イーディスは足の力も抜け、へなへなと冷たい地面に座り込んでしまった。いつの間にか、剣に宿った紫の粒子は消え、元の鉄の刃になってしまっている。
「駄目……ジンジャーを連れて、外に出ないと」
『ゆっくりお休みなさい、六代目』
前に進もうとしたが、押し寄せる睡魔には勝てない。
「ほんの少しだけ、ちょっと目を瞑ったら……すぐに、出よう」
イーディスはジンジャーに向けて小さく呟くと、重くなる瞼に身を委ねた。
※
「――、イーディス、しっかりしろ!!」
意識の覚醒と同時に、激しい光が視界いっぱいに照らされる。
イーディスは思わず目を細めた。
「おい、少し光を弱めろ! イーディスが起きた!」
「……ウォルター、さん?」
目の前に、ウォルターの顔があった。
怒っているのか、眉間に酷いしわが刻まれている。
「私……たしか……あれ?」
頭に固い感触があった。
固いのに、どこか温かい感じがする。
いったいこの枕は何なのだろうか。ゆっくりと顔を横に動かすと、それがウォルターの腕だった。そのことに気づいたとき、慌てて離れようとしたが、肝心の身体が動かない。聖女の力とやらを使った反動なのだろうか。

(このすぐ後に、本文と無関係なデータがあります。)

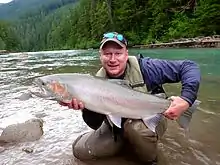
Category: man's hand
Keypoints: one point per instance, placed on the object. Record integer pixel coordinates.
(177, 107)
(74, 104)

「動くな、体力の消耗が激しい。しばらく、じっとしてろ」
「ありがとう、ございます。
……ジンジャーは?」
「ジンジャーはもう外に連れ出した。無事だ。
つーか、これはどういうことだ!? ハンナから事情を聞いて駆けつけて見りゃ、この有様だ!」
ジンジャーは無事。
その言葉だけで、心がホッとした。安心してまた眠り込んでしまいそうになる、が、ウォルターがそれを許さない。
「この魔族、倒したのはお前か?」
ウォルターはそう言いながら、顔を別の方向へ向ける。彼の視線を追ってみると、数歩向こうに先ほどの魔族が転がっていることに気づいた。
否、転がっているというのは間違いだ。
正確に言えば、真っ二つに分かれた魔族の屍、というのが正しい。
「この魔族は、ジンジャーを人質に取って……」
イーディスは、ことの顛末を話した。
ジンジャーを人質に取ったことに始まり、神とやらが現れ、聖女の力を与えられたこと。そして、自分が魔族を倒したこと――そのすべてを語る。
そして最後に――
「あと、この魔族ですが……」
イーディスは魔族の――残された半分の顔を一瞥する。
どうしようかと躊躇したが、やはり答えることにした。